First this critical on a Raspberry Pi that has a risk score of a hundred, that’s an SLA of 90 days. So now we’re hitting on both asset criticality and vulnerability criticality tied together. And rather than managing 40 different rules to specify all the different keys, you just have five or six rules that go through the range of what your internal organization’s SLAs should look like.
The the topic of ownership comes up a lot in vulnerability management. A big win for asset metadata is being able to define and consolidate that ownership in one central location, because that’s where vulnerability management really gets complicated and tricky. If you don’t know that ownership.

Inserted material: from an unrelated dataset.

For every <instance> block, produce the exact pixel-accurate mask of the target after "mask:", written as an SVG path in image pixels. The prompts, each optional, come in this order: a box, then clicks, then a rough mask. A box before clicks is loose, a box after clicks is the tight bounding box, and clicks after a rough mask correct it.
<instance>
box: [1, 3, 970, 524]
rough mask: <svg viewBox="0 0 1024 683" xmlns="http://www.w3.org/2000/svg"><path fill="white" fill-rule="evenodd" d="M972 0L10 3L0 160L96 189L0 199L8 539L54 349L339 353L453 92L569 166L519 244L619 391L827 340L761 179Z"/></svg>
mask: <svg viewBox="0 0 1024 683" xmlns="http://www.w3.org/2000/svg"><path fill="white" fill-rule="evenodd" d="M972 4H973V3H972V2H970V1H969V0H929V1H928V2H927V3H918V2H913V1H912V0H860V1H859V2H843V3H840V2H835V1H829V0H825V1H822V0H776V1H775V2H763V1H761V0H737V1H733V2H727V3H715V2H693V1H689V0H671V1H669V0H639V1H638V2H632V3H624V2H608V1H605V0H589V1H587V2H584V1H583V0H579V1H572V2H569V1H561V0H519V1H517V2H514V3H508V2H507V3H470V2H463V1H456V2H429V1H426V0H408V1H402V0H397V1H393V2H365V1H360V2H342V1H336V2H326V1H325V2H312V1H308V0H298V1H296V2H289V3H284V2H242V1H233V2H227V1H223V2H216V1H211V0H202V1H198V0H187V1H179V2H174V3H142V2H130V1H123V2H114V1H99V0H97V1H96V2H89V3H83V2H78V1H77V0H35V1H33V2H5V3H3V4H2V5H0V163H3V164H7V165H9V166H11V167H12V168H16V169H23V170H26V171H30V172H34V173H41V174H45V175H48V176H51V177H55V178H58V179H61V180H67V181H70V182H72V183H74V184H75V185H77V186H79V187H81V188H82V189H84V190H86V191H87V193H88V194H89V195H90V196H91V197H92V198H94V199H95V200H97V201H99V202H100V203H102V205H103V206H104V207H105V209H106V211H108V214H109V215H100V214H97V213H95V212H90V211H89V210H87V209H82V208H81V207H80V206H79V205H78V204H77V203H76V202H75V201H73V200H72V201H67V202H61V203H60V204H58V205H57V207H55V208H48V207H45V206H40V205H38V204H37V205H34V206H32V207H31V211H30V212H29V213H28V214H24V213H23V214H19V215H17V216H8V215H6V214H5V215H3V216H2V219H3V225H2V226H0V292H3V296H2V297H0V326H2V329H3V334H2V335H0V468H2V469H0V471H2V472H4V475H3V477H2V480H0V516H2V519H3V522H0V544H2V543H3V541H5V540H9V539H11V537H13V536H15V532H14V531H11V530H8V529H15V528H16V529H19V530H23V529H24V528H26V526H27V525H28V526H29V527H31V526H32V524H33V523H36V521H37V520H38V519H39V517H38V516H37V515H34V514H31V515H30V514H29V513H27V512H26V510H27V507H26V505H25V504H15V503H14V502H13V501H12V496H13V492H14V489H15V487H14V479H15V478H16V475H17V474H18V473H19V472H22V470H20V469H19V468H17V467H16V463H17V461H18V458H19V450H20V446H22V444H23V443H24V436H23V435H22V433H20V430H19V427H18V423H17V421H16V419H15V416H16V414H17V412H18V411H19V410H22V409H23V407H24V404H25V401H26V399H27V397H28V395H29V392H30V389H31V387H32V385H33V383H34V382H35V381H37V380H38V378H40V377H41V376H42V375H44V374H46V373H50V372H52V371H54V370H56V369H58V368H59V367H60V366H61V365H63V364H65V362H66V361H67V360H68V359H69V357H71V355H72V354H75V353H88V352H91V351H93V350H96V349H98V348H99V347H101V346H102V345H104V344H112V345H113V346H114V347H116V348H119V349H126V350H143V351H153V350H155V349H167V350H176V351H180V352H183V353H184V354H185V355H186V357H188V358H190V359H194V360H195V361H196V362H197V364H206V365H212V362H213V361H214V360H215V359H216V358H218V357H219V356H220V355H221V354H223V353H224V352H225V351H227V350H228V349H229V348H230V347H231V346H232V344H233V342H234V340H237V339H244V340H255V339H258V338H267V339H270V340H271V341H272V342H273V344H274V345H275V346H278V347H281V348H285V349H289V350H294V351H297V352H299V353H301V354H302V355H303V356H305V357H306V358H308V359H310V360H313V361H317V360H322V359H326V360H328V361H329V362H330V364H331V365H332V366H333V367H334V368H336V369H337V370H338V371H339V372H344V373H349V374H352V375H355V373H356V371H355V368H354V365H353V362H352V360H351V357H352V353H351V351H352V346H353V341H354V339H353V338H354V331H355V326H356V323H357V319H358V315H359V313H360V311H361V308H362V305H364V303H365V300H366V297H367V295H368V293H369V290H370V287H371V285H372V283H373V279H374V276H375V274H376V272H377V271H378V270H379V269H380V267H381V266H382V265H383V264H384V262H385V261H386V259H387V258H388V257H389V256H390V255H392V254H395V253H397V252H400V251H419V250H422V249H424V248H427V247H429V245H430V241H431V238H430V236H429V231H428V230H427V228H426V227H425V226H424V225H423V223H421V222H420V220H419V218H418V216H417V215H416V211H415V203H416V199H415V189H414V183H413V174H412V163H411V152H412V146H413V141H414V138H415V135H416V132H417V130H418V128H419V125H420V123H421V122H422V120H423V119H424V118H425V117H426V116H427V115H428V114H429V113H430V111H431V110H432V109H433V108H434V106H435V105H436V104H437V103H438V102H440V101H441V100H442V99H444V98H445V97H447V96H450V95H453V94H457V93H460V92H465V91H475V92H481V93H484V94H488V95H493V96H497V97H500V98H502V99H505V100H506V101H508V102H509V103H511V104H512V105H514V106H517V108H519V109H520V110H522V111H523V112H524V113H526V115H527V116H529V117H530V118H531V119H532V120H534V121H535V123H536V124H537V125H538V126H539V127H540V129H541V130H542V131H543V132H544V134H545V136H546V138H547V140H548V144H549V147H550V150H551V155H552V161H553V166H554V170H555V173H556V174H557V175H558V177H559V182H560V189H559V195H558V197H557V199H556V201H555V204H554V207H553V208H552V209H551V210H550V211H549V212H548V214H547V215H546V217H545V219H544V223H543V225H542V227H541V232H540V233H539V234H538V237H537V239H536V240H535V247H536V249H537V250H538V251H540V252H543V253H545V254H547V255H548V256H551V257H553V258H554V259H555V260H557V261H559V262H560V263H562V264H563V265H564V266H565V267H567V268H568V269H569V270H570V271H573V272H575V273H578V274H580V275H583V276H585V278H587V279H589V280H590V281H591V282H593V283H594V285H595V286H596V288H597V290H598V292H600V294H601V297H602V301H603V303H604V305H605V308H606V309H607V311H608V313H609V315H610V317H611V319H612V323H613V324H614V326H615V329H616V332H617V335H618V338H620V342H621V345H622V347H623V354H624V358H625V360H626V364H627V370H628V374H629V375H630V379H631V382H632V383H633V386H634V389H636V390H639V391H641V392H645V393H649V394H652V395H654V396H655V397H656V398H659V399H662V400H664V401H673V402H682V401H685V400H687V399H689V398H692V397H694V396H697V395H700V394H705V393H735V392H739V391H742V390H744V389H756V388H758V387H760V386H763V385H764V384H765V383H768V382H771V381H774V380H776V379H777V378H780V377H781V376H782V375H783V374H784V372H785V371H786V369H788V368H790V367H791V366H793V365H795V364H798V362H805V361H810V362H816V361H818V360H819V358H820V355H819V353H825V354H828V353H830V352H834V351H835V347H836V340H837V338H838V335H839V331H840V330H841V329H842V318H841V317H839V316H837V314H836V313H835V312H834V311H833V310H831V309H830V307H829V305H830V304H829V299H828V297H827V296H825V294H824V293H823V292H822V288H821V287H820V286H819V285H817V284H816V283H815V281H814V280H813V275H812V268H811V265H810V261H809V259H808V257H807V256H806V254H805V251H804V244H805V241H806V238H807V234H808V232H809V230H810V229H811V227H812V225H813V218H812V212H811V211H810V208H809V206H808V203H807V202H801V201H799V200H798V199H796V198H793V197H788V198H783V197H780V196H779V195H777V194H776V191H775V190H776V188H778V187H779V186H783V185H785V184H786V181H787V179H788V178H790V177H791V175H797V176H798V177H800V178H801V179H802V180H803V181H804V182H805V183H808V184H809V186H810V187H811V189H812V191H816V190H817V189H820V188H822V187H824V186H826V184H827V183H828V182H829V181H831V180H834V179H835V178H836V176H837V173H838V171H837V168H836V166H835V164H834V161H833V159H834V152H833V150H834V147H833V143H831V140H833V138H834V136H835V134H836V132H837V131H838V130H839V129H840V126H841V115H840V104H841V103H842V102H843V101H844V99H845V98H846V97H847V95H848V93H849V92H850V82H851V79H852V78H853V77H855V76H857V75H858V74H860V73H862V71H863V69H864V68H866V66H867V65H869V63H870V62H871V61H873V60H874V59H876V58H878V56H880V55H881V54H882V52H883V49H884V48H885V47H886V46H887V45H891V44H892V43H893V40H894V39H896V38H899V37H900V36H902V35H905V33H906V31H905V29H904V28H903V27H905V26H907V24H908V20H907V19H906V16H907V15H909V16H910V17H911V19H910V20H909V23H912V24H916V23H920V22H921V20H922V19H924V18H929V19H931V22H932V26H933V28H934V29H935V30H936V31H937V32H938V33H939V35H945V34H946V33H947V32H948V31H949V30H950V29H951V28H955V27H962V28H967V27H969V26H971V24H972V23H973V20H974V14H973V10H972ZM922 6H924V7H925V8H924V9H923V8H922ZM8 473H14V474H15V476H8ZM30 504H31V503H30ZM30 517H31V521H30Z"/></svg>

Aaron: Vulnerability management is not an easy task, right? When we think of prioritizing vulnerabilities, when we think of assigning vulnerabilities as we’re progressing from a more monolith style environment to microservice architecture, assets are becoming more ephemeral, being more horizontally dispersed. But the main thing is, you actually have more information about assets than you really think you do. If you actually like sit down and think about who owns the security group, who owns this IP range, X, Y, and Z, you don’t need to know everything right out the gate within Nucleus. You can segment certain rules to certain asset groups, and you can try these rules out with a handful of assets. Ensure that, “Hey, this is exactly how I want this to work.” And then with the click of a button, you can scale it out to more assets, to more assets, to more assets. So easier remediation, easy to get up and running.
Thank you so much for joining us today on Nucleus Shortcuts, and we’ll see you soon for the next episode!